Publication information
- Publisher: Heavy Metal (magazine)
- Publication date: March 1981 – 1985

Creative team
- Written by: John Findley
- Artist: John Findley

= Tex Arcana =

1981-85 graphic serial by John Findley

Tex Arcana is a graphic serial that appeared in American comics magazine Heavy Metal, beginning with the March 1981 issue and continuing intermittently through 1985. It was written and drawn by John Findley.

Initially, the series was conceived as an adult-oriented parody of horror and Old West genres, combining standard vampire, werewolf (or, in this case, "werecoyote"), and goblin characters with classic Western themes, using a format loosely based on the EC Comics horror publications of the 1950s. It strove toward a goal of combining humor with genuine horror.

==Plot==

The story is about the town of Hangman's Corners, its eccentric population and the peculiar and somewhat terrifying complications visited upon them by a variety of beings. Each episode was introduced by the deceased "Old Claim Jumper". The series is divided into three arcs.

The first arc is about a vampire who seeks help from Beyond in the course of combating the disgruntled townsfolk. Due to his own incompetence, he accidentally conjures up two benevolent demons who become central characters throughout the rest of the series.

The second arc concerns a rancher and the grisly fate of his chickens.

The third, and longest, arc tells of a world-famous violinist who visits the town, bringing with him a hideous secret.

==Publication history==

The complete series was 271 pages long in its initial form of publication. The first two arcs were later edited together and published in paperback by Catalan Communications (1987) with an introduction by Heavy Metal editor Julie Simmons-Lynch.

Tex Arcana returned to Heavy Metal in the tenth anniversary issue (July 1987). This was a self-contained ten page story titled "The Ballad of the Witch's Daughter".

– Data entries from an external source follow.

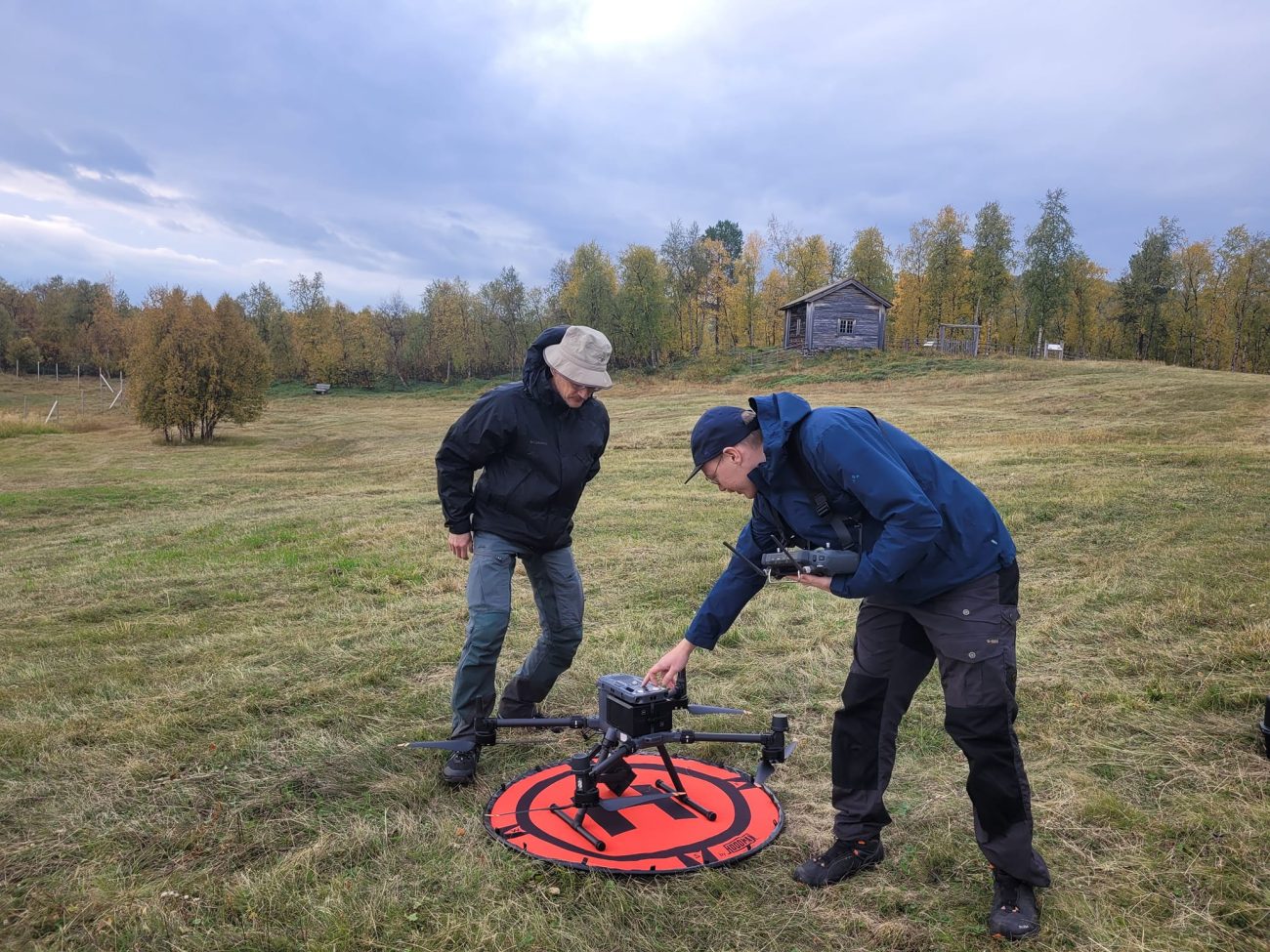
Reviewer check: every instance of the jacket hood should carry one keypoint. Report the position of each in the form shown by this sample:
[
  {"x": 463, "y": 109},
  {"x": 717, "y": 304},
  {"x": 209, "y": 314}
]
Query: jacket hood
[
  {"x": 536, "y": 375},
  {"x": 778, "y": 415}
]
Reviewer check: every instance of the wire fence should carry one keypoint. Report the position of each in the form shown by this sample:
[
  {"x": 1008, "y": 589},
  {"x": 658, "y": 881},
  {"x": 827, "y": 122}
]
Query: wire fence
[{"x": 62, "y": 393}]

In 2006, the entire series was edited by the author into a single volume titled Tex Arcana: a Saga of the Old West published by BookSurge. The series was viewable online, along with a continuation of the story, at the author's website, however, as of early 2017, the links to the artistic content are not active, other than the link to the self-contained ten-page story titled "The Ballad Of The Witch's Daughter".